The federal government has a goal of awarding 3% of all federal prime-contract dollars to HUBZone-certified companies. The government has made some progress towards these goals, but by and large remains below them. Because the program represents only 3% of the contracts awarded by federal agencies, the program has received an equivalent level of attention. In 2018, HUBZone companies started to become more proactive in trying to get opportunities 'set-aside' for HUBZone-certified companies. Through organizations such as the HUBZone Chamber of Commerce, companies are starting to collaborate to increase their responses to Sources Sought as posted through FedBizOpps.gov

== HUBZone creators ==
Numerous legislators created and continue to support the HUBZone program.
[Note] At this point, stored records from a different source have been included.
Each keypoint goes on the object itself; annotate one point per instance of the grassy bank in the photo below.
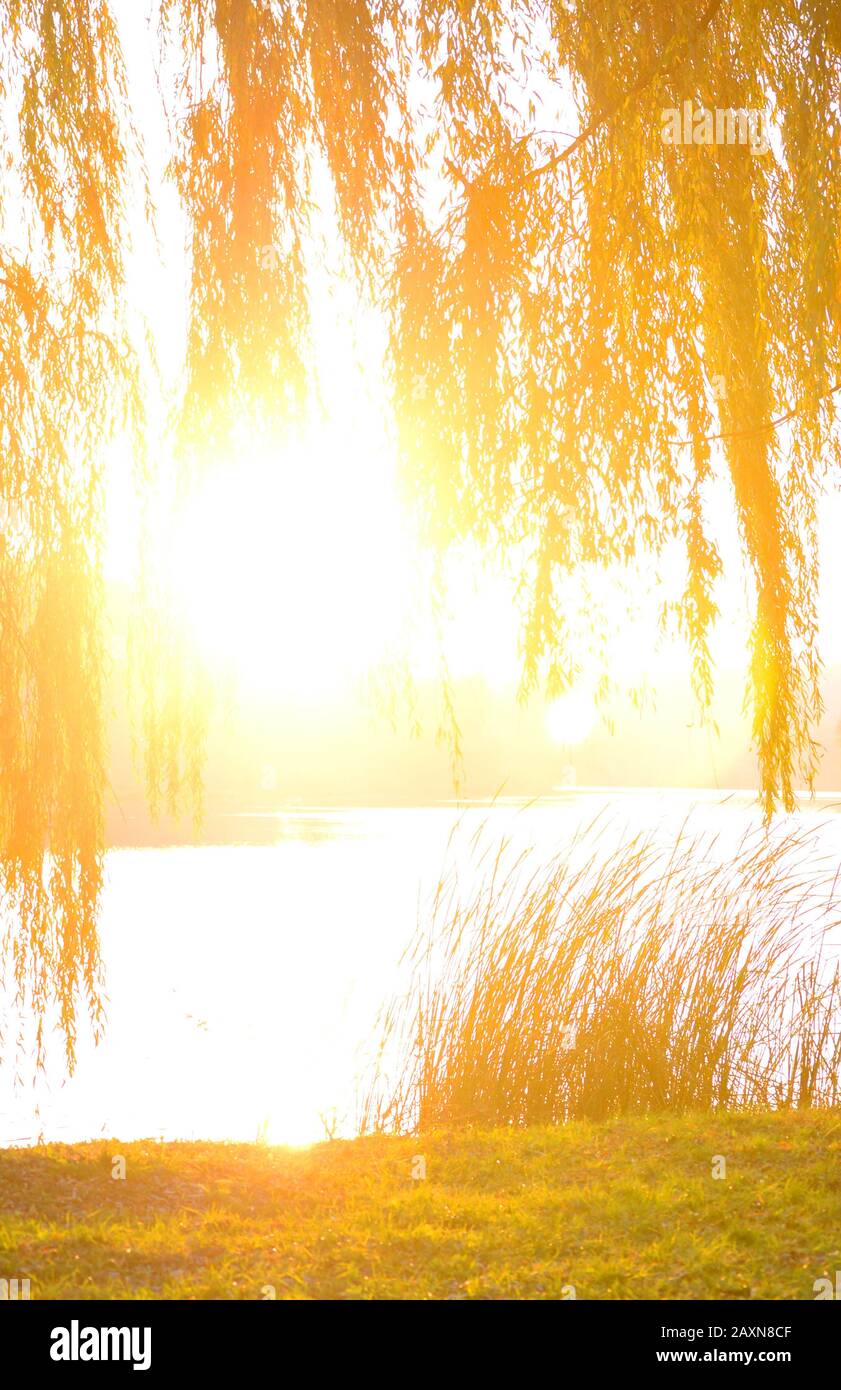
(620, 1209)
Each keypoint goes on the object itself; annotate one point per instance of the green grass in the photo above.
(620, 1209)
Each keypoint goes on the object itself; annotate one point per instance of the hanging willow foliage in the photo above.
(587, 330)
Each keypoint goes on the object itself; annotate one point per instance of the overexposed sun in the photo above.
(289, 569)
(570, 717)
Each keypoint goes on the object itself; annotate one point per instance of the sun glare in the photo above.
(570, 717)
(289, 570)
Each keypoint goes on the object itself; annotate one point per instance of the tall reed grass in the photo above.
(617, 979)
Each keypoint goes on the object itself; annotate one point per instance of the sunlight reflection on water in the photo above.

However, it is widely held that U.S. Senator Kit Bond (R-MO) was the true creator of the program and continues to be the champion. His motivation came from numerous meetings with business owners at events that discussed training. In those events, the feedback was grateful for the training for businesses in lower economic areas, but the training was slated as inadequate unless work was also going to be allocated to those communities. Based on the need for jobs, Senator Bond began the concept of HUBZones.

== Notable facts ==

- The first business to receive a contract under the HUBZone program's simplified acquisition program was Garrett Container based in Accident, Maryland.

- The US federal government approved $13+ billion dollars for annual distribution to HUBZone firms. Currently, approximately half of the money is actually being distributed. Many qualified businesses still encounter barriers to entry and are intimidated by the process.
- The program has not generated enough HUBZone contract dollars to have an impact on a national scale. When spread over an eight-year period across 2,450 metropolitan areas and counties with qualified census tracts, qualified counties, and Indian reservations, $6 billion has a limited impact.
- HUBZone set-asides are the most frequently used tool to award HUBZone contracts. HUBZone sole source and price preferences were least often used by contracting officers.
- Progress on HUBZone and all small business contracting rates is available on the government's Small Business Dashboard
- Businesses need to re-certify for the HUBZone program every three years. There is no limit to the length of time a business can continue to re-certify as long as it continues to qualify.